19

My company works with financials, and we are required to transfer files containing non-public consumer information securely between our company and our clients.

The usual solution is to go with sftp for file transfers, however many of our clients are not tech-saavy, and getting them setup with sftp software and teaching them how to use it is very time consuming and often frustrating for both parties.

As an easy solution, I created a very basic website hosted over https that allows users to login using their ftp credentials and upload/download files through a web interface.

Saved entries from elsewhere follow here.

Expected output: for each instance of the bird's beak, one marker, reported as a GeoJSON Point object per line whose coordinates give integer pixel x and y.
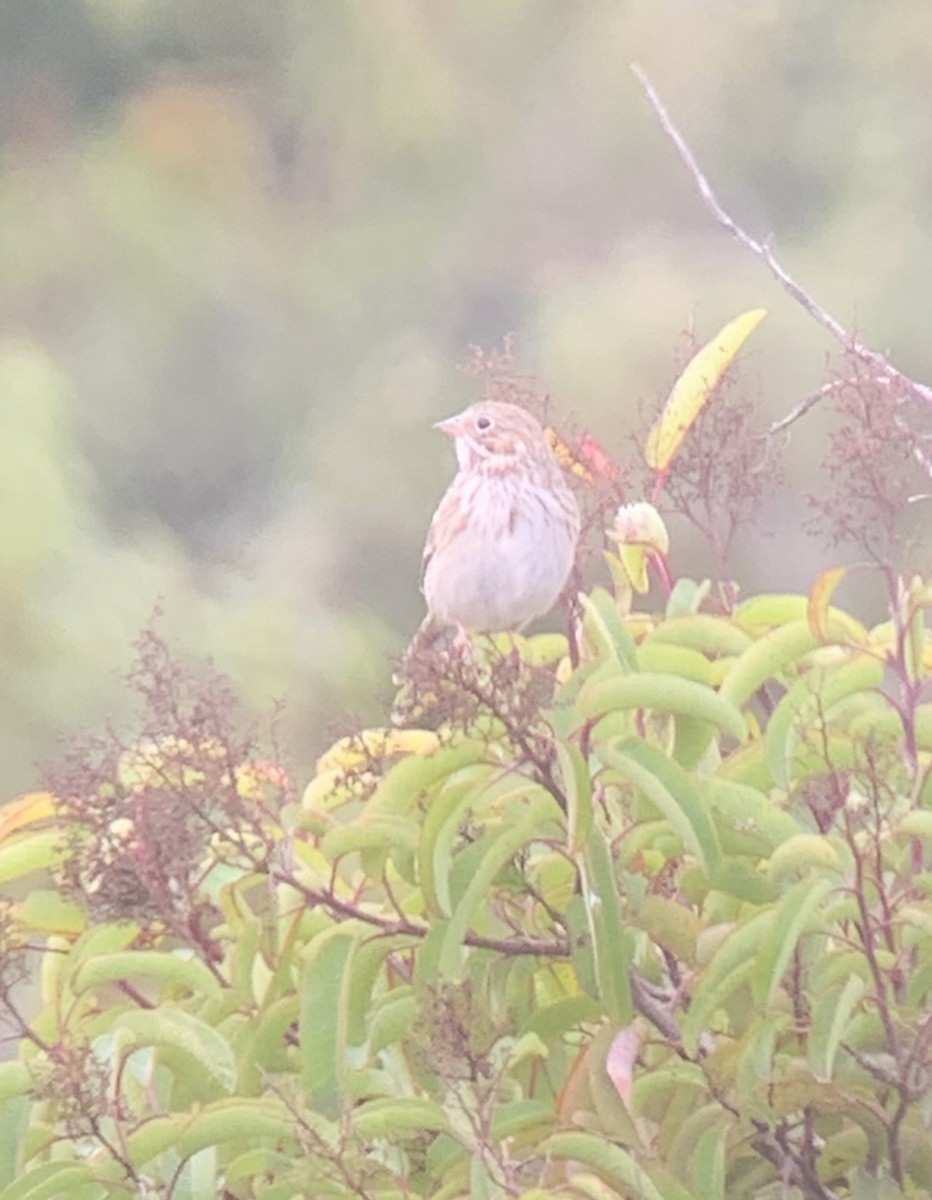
{"type": "Point", "coordinates": [452, 426]}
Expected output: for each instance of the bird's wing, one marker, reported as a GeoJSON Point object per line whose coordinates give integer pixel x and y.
{"type": "Point", "coordinates": [448, 523]}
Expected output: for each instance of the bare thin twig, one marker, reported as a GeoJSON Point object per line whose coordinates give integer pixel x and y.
{"type": "Point", "coordinates": [803, 407]}
{"type": "Point", "coordinates": [763, 251]}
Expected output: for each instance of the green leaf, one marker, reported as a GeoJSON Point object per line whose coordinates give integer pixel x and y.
{"type": "Point", "coordinates": [14, 1079]}
{"type": "Point", "coordinates": [392, 1018]}
{"type": "Point", "coordinates": [709, 1163]}
{"type": "Point", "coordinates": [187, 975]}
{"type": "Point", "coordinates": [729, 969]}
{"type": "Point", "coordinates": [408, 781]}
{"type": "Point", "coordinates": [371, 831]}
{"type": "Point", "coordinates": [398, 1116]}
{"type": "Point", "coordinates": [767, 659]}
{"type": "Point", "coordinates": [830, 1019]}
{"type": "Point", "coordinates": [803, 853]}
{"type": "Point", "coordinates": [605, 630]}
{"type": "Point", "coordinates": [30, 852]}
{"type": "Point", "coordinates": [611, 1162]}
{"type": "Point", "coordinates": [577, 786]}
{"type": "Point", "coordinates": [49, 912]}
{"type": "Point", "coordinates": [444, 819]}
{"type": "Point", "coordinates": [238, 1119]}
{"type": "Point", "coordinates": [671, 925]}
{"type": "Point", "coordinates": [603, 915]}
{"type": "Point", "coordinates": [663, 658]}
{"type": "Point", "coordinates": [791, 918]}
{"type": "Point", "coordinates": [671, 790]}
{"type": "Point", "coordinates": [52, 1181]}
{"type": "Point", "coordinates": [324, 1015]}
{"type": "Point", "coordinates": [711, 636]}
{"type": "Point", "coordinates": [811, 700]}
{"type": "Point", "coordinates": [204, 1049]}
{"type": "Point", "coordinates": [499, 846]}
{"type": "Point", "coordinates": [661, 694]}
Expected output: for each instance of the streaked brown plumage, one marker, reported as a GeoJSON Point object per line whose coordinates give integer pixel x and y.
{"type": "Point", "coordinates": [503, 540]}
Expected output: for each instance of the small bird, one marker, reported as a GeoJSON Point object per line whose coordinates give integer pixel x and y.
{"type": "Point", "coordinates": [503, 540]}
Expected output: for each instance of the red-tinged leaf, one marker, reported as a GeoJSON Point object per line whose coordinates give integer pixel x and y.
{"type": "Point", "coordinates": [621, 1057]}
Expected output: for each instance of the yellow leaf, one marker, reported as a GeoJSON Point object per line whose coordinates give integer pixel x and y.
{"type": "Point", "coordinates": [24, 810]}
{"type": "Point", "coordinates": [695, 387]}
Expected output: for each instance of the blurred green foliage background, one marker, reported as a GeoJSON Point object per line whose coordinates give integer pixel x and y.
{"type": "Point", "coordinates": [244, 245]}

But can https be considered the equivalent to sftp as a way to securely transfer a file?

Rachel
  • 293
  • 1
  • 2
  • 6
  • 2
    Check whether whatever is requiring you to transfer data securely specifies a method or minimum requirement. Maybe run it by your legal department. – Mark Allen Nov 14 '12 at 21:13

5 Answers5

18

Yes. I would argue HTTPS is equivalent or better than SFTP.

HTTPS uses a central certificate authority where SFTP does not. There is a risk the first time you authenticate with SFTP. HTTPS' use of the trusted third party prevents that risk.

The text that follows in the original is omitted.